Suppose that we want to compute

\[W_k = \left( \sum_{1 \leqslant i_0 < \ldots < i_{k - 1} < n} \prod_{j = 0}^{k - 1} (\textrm{count} [i_j] - j) \right) \]

, which can be understood as “the number of way to place \(k\) rooks on a Ferre Board \((\mathrm{count}[0], \dots, \mathrm{count}[n - 1])\)”.

Using Rook Factorization Theorem, we have

\[ \sum_{k = 0}^n W_{n - k} z^{\underline{k}} = \prod_{i = 0}^{n - 1} (z + \textrm{count} [i] - i) \]

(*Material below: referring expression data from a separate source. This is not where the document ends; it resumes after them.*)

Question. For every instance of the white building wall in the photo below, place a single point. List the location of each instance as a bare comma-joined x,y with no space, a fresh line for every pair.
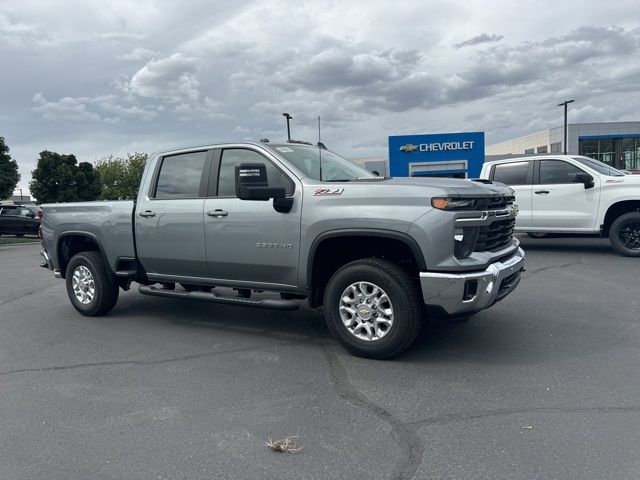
519,145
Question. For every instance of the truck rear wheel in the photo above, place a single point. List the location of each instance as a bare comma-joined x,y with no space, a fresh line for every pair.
90,286
624,234
373,308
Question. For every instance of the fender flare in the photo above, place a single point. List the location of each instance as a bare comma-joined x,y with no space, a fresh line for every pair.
364,232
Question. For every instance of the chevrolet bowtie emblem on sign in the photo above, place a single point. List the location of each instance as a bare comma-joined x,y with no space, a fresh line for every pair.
408,148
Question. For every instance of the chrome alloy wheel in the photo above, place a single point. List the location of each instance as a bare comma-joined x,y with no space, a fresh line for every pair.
84,287
366,311
630,235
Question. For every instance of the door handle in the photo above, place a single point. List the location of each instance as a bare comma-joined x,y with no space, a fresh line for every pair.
217,213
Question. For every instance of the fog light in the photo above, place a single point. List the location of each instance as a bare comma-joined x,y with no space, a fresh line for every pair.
470,290
489,287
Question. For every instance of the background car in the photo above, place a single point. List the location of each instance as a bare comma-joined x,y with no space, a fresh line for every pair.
20,220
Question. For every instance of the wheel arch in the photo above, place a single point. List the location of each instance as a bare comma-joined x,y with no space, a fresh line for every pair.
389,244
617,209
71,243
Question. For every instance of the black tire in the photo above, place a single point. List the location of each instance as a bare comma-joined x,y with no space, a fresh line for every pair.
537,234
105,287
624,234
408,309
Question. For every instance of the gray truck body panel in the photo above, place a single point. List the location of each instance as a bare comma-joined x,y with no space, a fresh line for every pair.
109,224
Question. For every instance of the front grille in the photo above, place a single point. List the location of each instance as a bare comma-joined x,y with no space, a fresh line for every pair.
501,202
496,235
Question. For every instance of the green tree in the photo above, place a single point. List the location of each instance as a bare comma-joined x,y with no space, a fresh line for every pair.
120,176
59,178
9,175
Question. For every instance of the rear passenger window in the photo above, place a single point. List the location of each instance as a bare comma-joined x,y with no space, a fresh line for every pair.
235,156
180,175
556,172
512,173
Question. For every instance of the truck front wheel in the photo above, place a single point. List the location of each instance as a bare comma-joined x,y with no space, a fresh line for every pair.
373,308
90,286
624,234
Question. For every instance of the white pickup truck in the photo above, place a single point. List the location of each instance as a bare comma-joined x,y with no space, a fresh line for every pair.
572,194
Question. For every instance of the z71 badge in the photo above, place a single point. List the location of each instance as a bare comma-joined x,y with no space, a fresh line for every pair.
328,191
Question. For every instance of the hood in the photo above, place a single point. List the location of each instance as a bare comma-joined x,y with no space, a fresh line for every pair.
463,187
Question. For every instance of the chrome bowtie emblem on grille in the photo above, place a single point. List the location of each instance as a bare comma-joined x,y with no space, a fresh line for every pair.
408,148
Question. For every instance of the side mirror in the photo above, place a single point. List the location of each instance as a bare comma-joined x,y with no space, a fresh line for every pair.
252,183
584,178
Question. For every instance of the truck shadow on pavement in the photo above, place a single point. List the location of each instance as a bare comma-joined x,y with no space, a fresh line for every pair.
489,338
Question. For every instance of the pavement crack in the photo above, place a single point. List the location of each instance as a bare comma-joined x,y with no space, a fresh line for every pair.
30,292
183,358
464,416
410,444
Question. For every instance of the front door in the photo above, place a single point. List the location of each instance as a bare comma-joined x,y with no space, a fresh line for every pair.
248,240
170,217
561,203
519,176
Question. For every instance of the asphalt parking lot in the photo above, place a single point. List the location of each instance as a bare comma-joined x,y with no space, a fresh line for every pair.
545,384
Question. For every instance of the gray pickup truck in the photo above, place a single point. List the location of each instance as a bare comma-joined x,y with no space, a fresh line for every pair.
380,254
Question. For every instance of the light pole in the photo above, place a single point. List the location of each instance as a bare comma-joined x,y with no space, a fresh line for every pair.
565,103
288,117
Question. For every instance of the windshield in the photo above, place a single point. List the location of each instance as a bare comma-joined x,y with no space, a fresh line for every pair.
599,167
334,167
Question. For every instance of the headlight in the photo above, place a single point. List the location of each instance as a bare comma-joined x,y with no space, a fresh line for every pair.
444,203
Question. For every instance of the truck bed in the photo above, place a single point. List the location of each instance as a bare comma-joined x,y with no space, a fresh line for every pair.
110,223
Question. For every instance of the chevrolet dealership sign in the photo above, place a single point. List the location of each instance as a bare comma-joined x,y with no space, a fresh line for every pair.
437,147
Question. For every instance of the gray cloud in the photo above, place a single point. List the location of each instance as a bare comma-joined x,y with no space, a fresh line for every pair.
478,39
121,78
172,78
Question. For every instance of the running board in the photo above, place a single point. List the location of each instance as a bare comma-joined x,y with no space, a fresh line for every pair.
269,303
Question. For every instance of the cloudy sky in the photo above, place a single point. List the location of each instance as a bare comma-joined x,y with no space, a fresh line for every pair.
94,78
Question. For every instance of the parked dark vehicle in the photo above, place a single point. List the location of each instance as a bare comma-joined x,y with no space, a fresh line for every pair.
19,220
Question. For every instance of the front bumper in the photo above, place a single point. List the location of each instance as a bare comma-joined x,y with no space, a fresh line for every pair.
468,292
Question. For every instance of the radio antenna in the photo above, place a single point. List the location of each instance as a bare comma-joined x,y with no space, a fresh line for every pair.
320,147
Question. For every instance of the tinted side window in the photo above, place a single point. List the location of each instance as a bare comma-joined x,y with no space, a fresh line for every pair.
9,211
180,175
511,173
235,156
557,171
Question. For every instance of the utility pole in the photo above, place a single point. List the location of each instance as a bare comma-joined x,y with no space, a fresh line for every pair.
565,103
288,117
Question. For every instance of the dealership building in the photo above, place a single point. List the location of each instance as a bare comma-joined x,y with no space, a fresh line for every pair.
457,155
614,143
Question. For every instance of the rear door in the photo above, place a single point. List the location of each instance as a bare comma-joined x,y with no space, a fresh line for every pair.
248,240
169,218
519,176
561,203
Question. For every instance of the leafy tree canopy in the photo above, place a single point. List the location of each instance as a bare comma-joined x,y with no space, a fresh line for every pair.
120,176
59,178
9,175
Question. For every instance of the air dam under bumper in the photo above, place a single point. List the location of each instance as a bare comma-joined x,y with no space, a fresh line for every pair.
449,290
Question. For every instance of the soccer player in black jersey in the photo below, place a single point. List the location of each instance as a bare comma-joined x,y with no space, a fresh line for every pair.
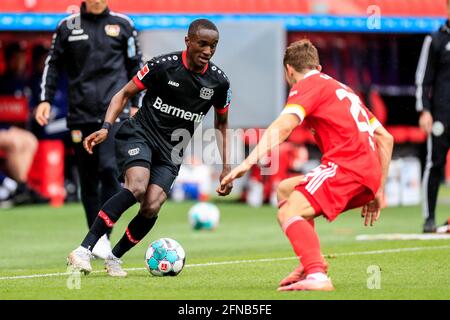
181,88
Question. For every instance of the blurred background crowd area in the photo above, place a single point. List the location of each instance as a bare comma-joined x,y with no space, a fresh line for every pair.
372,46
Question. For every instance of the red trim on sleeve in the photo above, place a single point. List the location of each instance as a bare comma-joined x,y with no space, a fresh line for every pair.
139,83
223,110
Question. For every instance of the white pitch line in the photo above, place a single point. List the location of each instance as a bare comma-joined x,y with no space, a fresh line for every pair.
343,254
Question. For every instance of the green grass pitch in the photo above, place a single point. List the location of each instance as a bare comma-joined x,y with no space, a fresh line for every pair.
244,258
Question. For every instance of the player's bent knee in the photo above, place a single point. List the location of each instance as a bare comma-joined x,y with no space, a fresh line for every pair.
282,191
150,210
290,210
138,190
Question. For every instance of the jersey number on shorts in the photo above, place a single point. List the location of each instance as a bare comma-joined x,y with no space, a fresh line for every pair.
356,109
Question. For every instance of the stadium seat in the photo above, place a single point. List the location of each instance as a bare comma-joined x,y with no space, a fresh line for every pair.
47,172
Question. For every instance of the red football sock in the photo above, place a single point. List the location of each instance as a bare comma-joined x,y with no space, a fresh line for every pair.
305,242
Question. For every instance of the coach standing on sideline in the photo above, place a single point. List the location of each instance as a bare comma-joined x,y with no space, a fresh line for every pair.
99,51
433,103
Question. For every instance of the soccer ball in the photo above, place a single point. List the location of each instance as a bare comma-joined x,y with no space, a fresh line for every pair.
165,257
204,215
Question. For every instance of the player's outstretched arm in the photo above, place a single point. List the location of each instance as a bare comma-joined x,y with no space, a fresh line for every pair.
116,106
221,126
275,134
385,143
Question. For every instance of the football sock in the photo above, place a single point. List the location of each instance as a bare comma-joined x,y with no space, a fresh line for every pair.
305,243
283,202
317,276
137,229
110,213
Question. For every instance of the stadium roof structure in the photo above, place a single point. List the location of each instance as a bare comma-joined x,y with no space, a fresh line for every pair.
395,16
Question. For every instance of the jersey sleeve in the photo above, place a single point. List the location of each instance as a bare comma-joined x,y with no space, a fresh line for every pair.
303,100
374,122
223,100
148,73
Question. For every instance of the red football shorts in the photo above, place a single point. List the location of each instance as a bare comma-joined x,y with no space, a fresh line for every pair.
331,190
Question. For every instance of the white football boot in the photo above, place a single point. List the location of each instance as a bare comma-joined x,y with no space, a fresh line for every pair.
102,248
80,260
113,266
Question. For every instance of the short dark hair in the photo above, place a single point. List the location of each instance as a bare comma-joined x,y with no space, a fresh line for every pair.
301,55
201,23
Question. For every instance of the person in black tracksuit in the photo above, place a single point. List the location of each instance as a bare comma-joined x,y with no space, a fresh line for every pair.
433,103
99,52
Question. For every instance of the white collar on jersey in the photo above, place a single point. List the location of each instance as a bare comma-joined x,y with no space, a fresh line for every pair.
310,73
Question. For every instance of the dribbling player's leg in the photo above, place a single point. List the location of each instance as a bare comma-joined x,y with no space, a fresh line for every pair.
136,182
143,222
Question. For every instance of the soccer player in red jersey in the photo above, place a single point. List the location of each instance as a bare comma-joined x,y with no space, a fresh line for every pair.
356,152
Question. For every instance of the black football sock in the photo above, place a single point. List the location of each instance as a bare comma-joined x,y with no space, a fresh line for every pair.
136,231
108,215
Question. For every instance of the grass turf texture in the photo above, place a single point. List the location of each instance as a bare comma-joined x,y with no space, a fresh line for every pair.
37,239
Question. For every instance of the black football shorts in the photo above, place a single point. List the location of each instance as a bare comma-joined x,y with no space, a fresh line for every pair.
135,149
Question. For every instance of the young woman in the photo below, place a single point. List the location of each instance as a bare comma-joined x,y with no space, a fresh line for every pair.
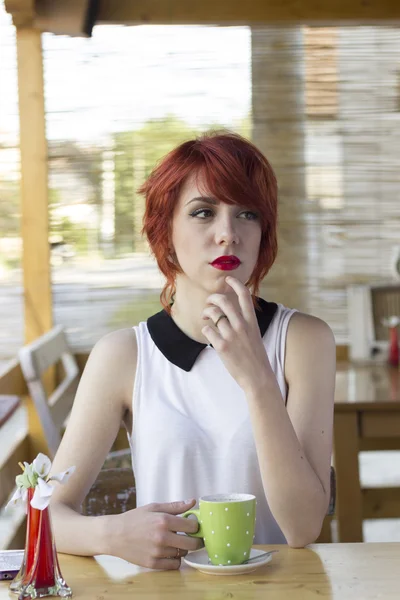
221,391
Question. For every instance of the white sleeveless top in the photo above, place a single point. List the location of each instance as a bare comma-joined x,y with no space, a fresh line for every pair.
192,434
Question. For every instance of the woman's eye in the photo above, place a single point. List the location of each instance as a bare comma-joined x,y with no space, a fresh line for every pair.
202,213
249,215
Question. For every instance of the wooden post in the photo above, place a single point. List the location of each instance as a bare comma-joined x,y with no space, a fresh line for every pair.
34,204
34,189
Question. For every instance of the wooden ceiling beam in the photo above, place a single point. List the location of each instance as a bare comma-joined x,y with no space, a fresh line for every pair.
66,17
249,12
22,12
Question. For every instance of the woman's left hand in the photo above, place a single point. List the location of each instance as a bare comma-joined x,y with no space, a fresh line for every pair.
237,337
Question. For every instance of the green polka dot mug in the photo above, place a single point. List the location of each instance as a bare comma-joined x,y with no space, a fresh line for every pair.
226,524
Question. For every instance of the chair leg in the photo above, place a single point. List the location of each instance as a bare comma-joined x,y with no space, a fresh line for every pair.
325,537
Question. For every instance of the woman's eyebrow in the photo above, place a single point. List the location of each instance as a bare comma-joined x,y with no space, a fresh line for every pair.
207,199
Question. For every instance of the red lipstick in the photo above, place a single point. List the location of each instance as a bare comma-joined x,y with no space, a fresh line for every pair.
226,263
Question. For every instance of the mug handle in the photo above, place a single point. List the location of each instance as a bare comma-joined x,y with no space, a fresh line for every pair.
196,512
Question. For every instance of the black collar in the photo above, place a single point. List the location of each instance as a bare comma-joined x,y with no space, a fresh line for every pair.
180,349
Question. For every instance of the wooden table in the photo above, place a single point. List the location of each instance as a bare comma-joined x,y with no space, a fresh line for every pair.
367,417
329,571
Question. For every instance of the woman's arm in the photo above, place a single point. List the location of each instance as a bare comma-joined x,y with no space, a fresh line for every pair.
294,444
95,419
145,536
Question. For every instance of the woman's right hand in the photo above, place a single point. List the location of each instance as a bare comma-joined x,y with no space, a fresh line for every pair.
147,536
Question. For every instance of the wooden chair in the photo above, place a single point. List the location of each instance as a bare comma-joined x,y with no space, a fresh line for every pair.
326,532
35,359
112,493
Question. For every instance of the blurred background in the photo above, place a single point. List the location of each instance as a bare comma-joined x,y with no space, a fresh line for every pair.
322,103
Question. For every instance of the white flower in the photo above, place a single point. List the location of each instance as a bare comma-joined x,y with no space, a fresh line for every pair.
62,477
19,497
42,465
36,476
391,321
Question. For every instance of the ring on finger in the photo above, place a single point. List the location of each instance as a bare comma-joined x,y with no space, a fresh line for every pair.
219,318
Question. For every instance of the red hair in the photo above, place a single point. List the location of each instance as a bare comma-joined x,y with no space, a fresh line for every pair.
234,171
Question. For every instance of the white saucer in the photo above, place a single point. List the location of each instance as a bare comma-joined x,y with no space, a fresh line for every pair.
199,560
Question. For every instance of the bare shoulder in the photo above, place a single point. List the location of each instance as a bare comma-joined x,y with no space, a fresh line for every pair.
115,356
309,342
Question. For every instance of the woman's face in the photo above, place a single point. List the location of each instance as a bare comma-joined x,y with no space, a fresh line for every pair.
205,229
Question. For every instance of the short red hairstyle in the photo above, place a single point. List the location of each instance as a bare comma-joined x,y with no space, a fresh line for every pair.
234,171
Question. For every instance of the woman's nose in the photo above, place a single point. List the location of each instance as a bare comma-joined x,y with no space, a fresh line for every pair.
226,233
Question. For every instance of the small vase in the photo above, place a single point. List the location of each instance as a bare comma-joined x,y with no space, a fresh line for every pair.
40,573
393,358
32,528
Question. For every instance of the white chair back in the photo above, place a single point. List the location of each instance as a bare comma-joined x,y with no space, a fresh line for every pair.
35,359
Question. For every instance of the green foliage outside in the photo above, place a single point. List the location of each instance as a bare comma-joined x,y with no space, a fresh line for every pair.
135,153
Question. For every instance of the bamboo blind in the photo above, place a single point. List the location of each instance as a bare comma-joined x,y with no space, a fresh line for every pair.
322,103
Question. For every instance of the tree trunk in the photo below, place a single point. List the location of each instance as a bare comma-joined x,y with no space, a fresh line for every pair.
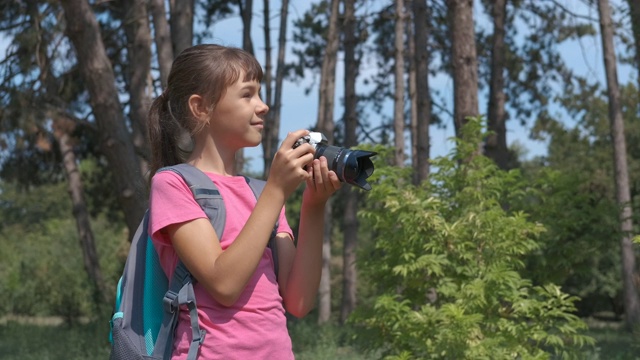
631,303
423,103
61,130
181,24
246,15
398,101
162,39
268,90
496,144
272,129
350,221
136,25
464,62
413,93
84,33
634,12
326,125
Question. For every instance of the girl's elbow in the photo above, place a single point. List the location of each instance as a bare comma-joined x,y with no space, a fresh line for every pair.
225,297
299,311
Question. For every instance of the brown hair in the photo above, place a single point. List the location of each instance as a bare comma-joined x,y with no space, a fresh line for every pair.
206,70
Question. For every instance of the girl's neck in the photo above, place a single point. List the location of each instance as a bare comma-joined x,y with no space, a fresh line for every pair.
210,158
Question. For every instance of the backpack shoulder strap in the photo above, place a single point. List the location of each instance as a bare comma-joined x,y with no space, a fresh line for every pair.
205,192
181,292
257,186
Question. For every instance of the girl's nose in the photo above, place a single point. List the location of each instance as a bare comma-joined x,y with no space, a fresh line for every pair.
262,108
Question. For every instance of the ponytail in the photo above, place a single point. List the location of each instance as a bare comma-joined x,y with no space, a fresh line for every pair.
207,70
165,134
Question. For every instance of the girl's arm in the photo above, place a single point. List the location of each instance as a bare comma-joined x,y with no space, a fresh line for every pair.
301,266
224,274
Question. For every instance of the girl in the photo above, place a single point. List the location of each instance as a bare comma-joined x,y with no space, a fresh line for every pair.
213,93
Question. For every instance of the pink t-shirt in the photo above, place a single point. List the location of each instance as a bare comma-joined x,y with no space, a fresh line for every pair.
255,326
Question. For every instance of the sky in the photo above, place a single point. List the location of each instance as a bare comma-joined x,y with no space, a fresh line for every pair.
299,110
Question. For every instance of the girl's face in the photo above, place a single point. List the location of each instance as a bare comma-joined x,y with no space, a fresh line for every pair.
238,119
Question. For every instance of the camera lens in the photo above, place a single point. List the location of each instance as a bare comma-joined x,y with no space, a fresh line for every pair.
351,166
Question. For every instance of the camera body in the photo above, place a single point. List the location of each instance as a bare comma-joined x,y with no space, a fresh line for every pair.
351,166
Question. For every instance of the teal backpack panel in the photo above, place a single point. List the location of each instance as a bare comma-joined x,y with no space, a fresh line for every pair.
147,303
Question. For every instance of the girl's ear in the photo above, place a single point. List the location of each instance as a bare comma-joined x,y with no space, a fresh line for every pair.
198,108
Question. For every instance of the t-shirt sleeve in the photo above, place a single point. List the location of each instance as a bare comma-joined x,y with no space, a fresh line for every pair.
171,202
283,224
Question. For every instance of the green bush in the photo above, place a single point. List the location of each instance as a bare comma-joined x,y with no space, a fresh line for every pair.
447,261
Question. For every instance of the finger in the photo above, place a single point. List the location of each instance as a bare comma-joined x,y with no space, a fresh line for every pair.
319,171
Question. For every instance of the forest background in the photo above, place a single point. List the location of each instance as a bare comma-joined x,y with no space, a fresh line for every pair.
504,198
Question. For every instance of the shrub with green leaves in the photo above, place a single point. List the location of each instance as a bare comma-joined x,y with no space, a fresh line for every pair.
446,264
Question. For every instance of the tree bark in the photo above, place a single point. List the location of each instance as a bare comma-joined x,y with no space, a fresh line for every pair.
268,90
136,25
423,103
326,125
246,10
634,12
162,38
181,24
272,129
398,101
350,221
61,129
631,303
464,62
84,33
496,144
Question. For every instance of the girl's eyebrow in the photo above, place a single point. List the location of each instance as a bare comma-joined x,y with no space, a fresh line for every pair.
250,86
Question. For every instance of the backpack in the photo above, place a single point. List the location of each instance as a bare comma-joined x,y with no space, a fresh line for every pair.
147,304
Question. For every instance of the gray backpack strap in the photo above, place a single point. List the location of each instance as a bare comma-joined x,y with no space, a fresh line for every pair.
181,292
257,186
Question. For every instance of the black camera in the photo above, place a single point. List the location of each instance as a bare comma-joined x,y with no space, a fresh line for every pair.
351,166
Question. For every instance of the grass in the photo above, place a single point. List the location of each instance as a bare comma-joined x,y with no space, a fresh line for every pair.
29,341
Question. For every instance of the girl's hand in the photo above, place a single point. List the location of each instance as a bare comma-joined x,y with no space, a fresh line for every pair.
288,166
322,182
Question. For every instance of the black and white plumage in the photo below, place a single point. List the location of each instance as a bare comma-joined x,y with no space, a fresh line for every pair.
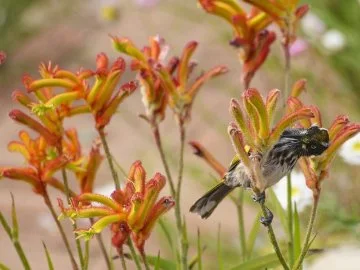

and the r.h.s. can be multiplied out in \(O(n \log^2 n)\) time. What left is to convert a polynomial to the left hand size.

We should have

\[ \begin{aligned} & \left[ z^{\underline{j}} \right] \sum_{i = 0}^n a_i z^i\\ = & \sum_{i = 0}^n S(i, j) a_i\\ = & \sum_{i = 0}^n \frac{\sum_{k = 0}^j (- 1)^{j - k} \binom{j}{k} k^i}{j!} a_i\\ = & \sum_{i = 0}^n \left( \sum_{k = 0}^j \frac{(- 1)^{j - k} k^i}{k! (j - k) !} \right) a_i .\\ = & \sum_{i = 0}^n \left( [t^j] \left( \sum_{k = 0}^n \frac{k^i}{k!} t^k \right) \left( \sum_{k = 0}^n \frac{(- 1)^k}{k!} t^k \right) \right) a_i\\ = & [t^j] \left( \sum_{k = 0}^n \frac{A (k)}{k!} t^k \right) \left( \sum_{k = 0}^n \frac{(- 1)^k}{k!} t^k \right)\\ = & [t^j] \left( \sum_{k = 0}^n \frac{A (k)}{k!} t^k \right) e^{- t} \end{aligned} \]

where\(A (k) = \sum_{i = 0}^n a_i k^i\) can be computed with multi-eval.